Joan of Arc was born a peasant in France during Hundred Years' War. As a teenager, she claimed to have received visions of angels and saints, who told her to support the deposed French king Charles VII. Charles sent her to help relieve the Siege of Orleans in 1429, and, when the siege ended less than two weeks later, Joan became a hero. She would play a role in the conflict until her capture in subsequent execution in 1431. 

Example Question #6 : Europe In The Middle Ages

Historians generally agree that the Middle Ages started in Europe when __________.

Possible Answers:

the Renaissance began

the Black Death subsided

the feudalist system began to decline

the Crusades began

the Western Roman Empire fell

Correct answer:

the Western Roman Empire fell

Explanation:

While all of the answers are points in the European Middle Ages, the general period began when the Western Roman Empire finally declined. This made way for many new peoples to migrate into the empire's former territory, and for new ways of life to develop. 

Example Question #85 : World History

The Franks managed to secure the large (yet short lived) __________ Empire across much of Europe from the late 8th to early 9th centuries.

Possible Answers:

Carolingian

Ottoman

Byzantine

Tudor

Merovingian

Correct answer:

Carolingian

Explanation:

The Frankish Carolingian Dynasty established its empire across much of Europe, but its reign did not last long. Internal conflicts, as well as external threats, caused the empire to decline rapidly. The other answers are incorrect because they either refer to famous names/dynasties from the Middle Ages (Tudor, Merovingian) or to other greater empires from the period (Byzantine, Ottoman)

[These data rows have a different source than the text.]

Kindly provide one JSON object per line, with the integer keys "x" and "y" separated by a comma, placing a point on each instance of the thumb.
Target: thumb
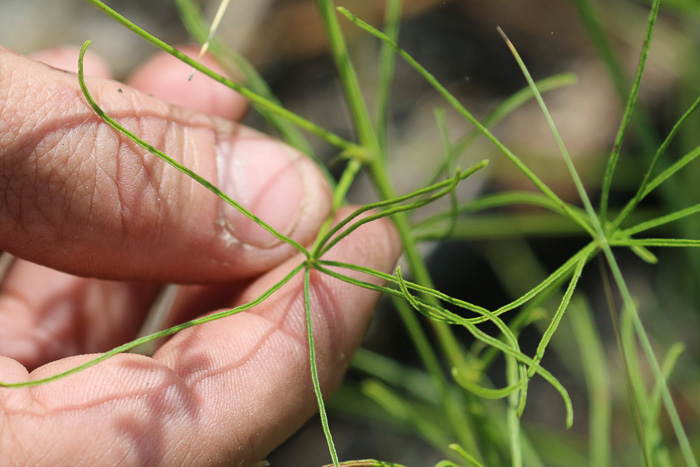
{"x": 76, "y": 195}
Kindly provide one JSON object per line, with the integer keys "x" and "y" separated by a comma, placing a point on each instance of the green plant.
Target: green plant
{"x": 487, "y": 433}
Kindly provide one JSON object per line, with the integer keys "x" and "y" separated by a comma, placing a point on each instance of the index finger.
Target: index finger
{"x": 77, "y": 196}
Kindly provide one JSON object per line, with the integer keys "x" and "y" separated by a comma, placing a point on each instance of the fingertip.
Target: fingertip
{"x": 166, "y": 78}
{"x": 66, "y": 58}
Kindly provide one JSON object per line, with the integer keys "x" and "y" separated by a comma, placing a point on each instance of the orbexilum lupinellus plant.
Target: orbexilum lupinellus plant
{"x": 472, "y": 431}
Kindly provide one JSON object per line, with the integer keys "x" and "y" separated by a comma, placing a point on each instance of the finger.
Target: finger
{"x": 224, "y": 392}
{"x": 46, "y": 314}
{"x": 166, "y": 78}
{"x": 66, "y": 58}
{"x": 79, "y": 197}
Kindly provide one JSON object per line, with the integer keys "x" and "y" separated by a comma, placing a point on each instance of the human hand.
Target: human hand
{"x": 79, "y": 198}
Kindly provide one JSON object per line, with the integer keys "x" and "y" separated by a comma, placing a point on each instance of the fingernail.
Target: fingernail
{"x": 265, "y": 177}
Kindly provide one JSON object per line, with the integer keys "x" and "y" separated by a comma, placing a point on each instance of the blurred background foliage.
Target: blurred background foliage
{"x": 491, "y": 263}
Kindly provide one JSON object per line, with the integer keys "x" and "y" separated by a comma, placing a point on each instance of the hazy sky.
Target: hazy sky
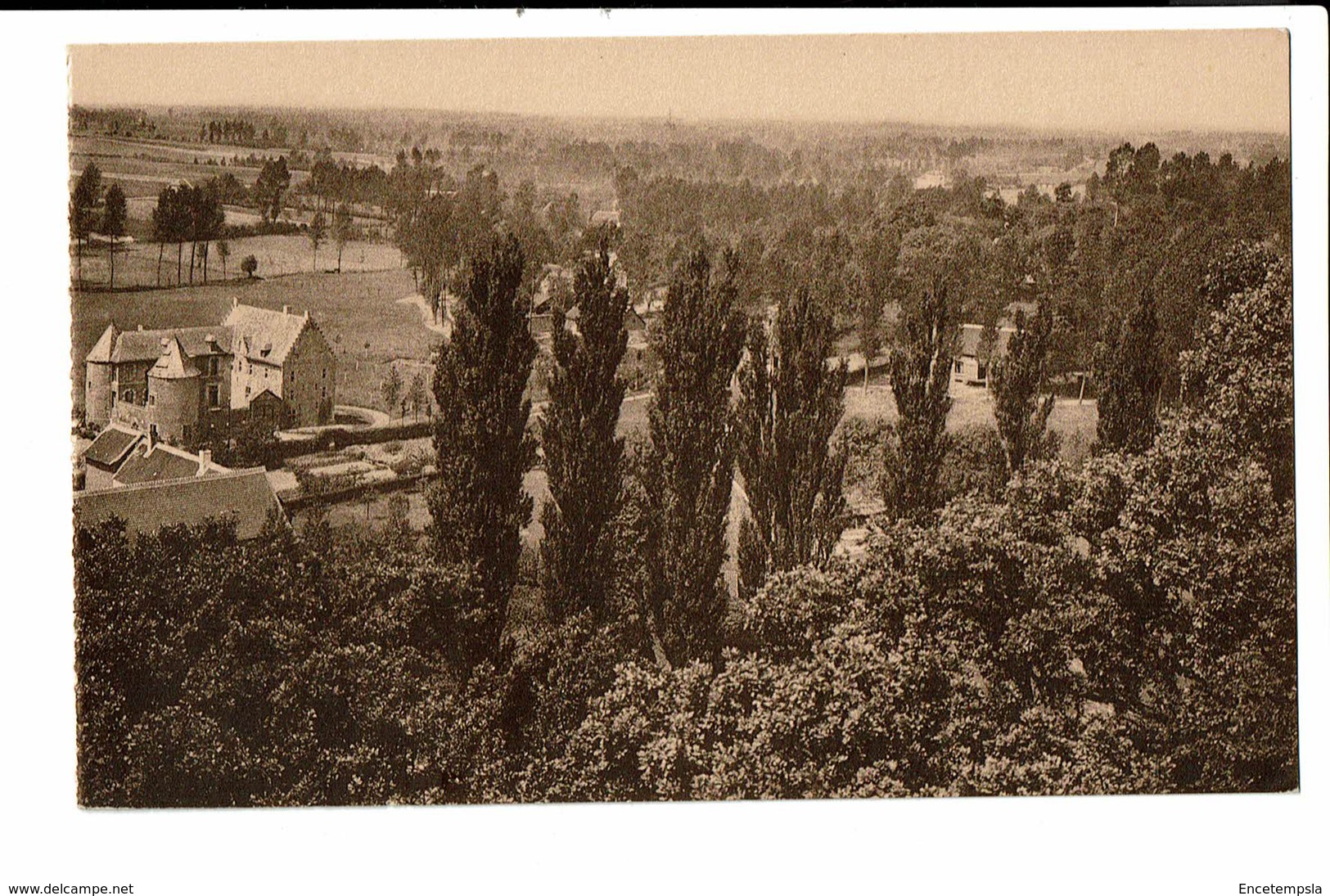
{"x": 1184, "y": 79}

Example Question #86 : World History

From 1309 to 1377, seven popes resided not in the Vatican in Rome but in what other European City?

Possible Answers:

Milan

Paris

Avignon 

Amsterdam

Bordeaux

Correct answer:

Avignon 

Explanation:

Up to the 1300s there was a power struggle between the papacy and other rulers of Europe, especially with King Philip IV of France. Due to the success of previous crusades, the Pope emerged as not just a religious but also a political leader in Europe which angered other kings. When Clement V, a frenchman, was elected Pope in 1305, he refused to move to Rome and instead set up the papacy in Avignon, France. During the schism, all seven of the elected popes were French. The schism finally ended when Pope Gregory XI returned to Rome in 1377. 

Example Question #87 : World History

The Black Death is estimated to have killed between what percent of the total European population?

Possible Answers:

25%-55%

10%-40%

50%-80%

65%-95%

30%-60%

Correct answer:

30%-60%

Explanation:

The Black Death peaked in Europe between 1346-1353 but had lasting effects on European society for centuries thereafter. It killed between an estimated 75-200 million people, at least 1/3 of the entire European population at the time. The plague is believed to have originated from Central Asia and carried to Europe through rats on trade ships to the east. It led to extreme social and political upheaval throughout all of Europe as well as renewed religious piety and persecutions.